Comment by theshackleford
3 days ago
> I get that. But then if that option doesn't help, what I've seen is that the next followup is inevitably "have you tried doing/prompting x instead of y"
Maybe I’m misunderstanding, but it sounds like you’re framing a completely normal proces (try, fail, adjust) as if it’s unreasonable?
In reality, when something doesn’t work, it would seem to me that the obvious next step is to adapt and try again. This does not seem like a radical approach but instead seems to largely be how problem solving sort of works?
For example, when I was a kid trying to push start my motorcycle, it wouldn’t fire no matter what I did. Someone suggested a simple tweak, try a different gear. I did, and instantly the bike roared to life. What I was doing wasn’t wrong, it just needed a slight adjustment to get the result I was after.
I get trying and improving until you get it right.
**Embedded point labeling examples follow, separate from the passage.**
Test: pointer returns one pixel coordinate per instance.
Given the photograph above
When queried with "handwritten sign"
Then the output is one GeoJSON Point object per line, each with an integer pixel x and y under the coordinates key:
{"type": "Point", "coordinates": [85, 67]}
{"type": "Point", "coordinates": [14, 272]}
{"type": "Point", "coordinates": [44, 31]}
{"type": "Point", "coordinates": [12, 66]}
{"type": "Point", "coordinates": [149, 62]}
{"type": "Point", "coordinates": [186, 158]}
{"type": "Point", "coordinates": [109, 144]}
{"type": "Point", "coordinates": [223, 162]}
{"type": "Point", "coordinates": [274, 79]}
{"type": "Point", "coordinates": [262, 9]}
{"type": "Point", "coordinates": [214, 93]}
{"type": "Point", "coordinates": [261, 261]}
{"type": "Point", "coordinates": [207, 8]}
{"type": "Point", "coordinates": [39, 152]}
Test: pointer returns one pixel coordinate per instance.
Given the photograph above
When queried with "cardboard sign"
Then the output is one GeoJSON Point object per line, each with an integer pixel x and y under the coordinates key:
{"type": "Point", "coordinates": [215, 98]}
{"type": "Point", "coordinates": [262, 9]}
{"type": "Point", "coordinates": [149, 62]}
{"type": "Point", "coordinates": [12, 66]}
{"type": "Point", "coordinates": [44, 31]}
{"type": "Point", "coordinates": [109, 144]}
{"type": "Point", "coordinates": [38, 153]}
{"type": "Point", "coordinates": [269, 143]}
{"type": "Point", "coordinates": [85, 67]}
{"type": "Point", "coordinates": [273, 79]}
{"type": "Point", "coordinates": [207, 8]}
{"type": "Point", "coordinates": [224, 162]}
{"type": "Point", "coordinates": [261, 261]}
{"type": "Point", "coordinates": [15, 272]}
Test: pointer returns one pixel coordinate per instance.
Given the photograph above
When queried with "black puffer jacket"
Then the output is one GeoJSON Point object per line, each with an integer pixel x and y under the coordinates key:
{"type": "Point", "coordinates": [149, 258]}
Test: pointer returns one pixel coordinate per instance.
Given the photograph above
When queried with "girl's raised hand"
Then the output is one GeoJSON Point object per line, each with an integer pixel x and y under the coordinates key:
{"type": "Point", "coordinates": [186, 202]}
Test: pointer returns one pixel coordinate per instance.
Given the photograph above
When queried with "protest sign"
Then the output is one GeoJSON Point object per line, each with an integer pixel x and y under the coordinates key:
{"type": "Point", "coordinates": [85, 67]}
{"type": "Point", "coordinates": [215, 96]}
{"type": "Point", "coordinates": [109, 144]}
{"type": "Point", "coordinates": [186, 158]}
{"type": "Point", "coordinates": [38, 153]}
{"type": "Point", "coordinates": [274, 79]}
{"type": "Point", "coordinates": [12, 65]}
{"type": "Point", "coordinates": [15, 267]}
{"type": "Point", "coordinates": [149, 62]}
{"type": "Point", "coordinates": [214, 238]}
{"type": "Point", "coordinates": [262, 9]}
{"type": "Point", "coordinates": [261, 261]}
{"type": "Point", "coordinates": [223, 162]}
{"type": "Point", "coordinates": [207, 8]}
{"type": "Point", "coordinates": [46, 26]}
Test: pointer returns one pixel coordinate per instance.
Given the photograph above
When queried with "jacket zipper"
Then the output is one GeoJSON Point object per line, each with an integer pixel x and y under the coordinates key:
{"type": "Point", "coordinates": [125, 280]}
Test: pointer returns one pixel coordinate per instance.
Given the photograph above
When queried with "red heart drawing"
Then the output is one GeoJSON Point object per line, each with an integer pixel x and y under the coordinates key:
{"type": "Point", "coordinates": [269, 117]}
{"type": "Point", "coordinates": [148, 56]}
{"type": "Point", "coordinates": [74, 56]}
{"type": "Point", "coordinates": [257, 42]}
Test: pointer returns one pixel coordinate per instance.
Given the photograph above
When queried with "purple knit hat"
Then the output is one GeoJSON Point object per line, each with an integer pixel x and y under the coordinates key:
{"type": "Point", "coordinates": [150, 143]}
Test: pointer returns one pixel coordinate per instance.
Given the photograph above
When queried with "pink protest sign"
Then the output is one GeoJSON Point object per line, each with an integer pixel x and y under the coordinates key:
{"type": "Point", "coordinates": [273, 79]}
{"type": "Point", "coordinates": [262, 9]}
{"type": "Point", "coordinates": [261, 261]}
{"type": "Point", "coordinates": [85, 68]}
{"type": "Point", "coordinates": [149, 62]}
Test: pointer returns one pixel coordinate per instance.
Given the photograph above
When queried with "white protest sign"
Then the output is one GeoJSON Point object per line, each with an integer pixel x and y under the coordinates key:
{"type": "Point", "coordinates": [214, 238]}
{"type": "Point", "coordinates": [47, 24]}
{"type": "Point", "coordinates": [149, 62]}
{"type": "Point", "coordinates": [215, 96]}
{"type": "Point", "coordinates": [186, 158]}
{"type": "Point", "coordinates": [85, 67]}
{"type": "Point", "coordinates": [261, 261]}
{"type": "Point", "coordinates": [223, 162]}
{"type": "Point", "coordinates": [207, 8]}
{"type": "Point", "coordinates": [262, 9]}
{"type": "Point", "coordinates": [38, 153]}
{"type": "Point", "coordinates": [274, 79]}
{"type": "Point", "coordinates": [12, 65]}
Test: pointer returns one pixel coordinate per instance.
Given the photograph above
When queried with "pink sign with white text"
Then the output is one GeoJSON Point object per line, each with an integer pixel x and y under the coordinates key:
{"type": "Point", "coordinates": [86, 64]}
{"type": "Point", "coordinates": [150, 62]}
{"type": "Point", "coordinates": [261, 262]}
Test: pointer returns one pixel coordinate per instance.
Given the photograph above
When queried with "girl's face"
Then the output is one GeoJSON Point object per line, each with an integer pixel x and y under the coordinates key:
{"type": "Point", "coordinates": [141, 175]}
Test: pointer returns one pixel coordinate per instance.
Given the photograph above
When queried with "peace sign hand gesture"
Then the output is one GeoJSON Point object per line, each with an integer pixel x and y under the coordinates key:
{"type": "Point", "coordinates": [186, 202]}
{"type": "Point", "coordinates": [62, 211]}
But I just can't make the bridge in my head around
1. this is magic and will one-shot your questions 2. but if it goes wrong, keep trying until it works
Plus, knowing it's all probabilistic, how do you know, without knowing ahead of time already, that the result is correct? Is that not the classic halting problem?
> I get trying and improving until you get it right. But I just can't make the bridge in my head around
> 1. this is magic and will one-shot your questions 2. but if it goes wrong, keep trying until it works
Ah that makes sense. I forgot the "magic" part, and was looking at it more practically.
To clarify on the “learn and improve” part, I mean I get it in the context of a human doing it. When a person learns, that lesson sticks so errors and retries are valuable.
For LLMs none of it sticks. You keep “teaching” it and the next time it forgets everything.
So again you keep trying until you get the results you want, which you need to know ahead of time.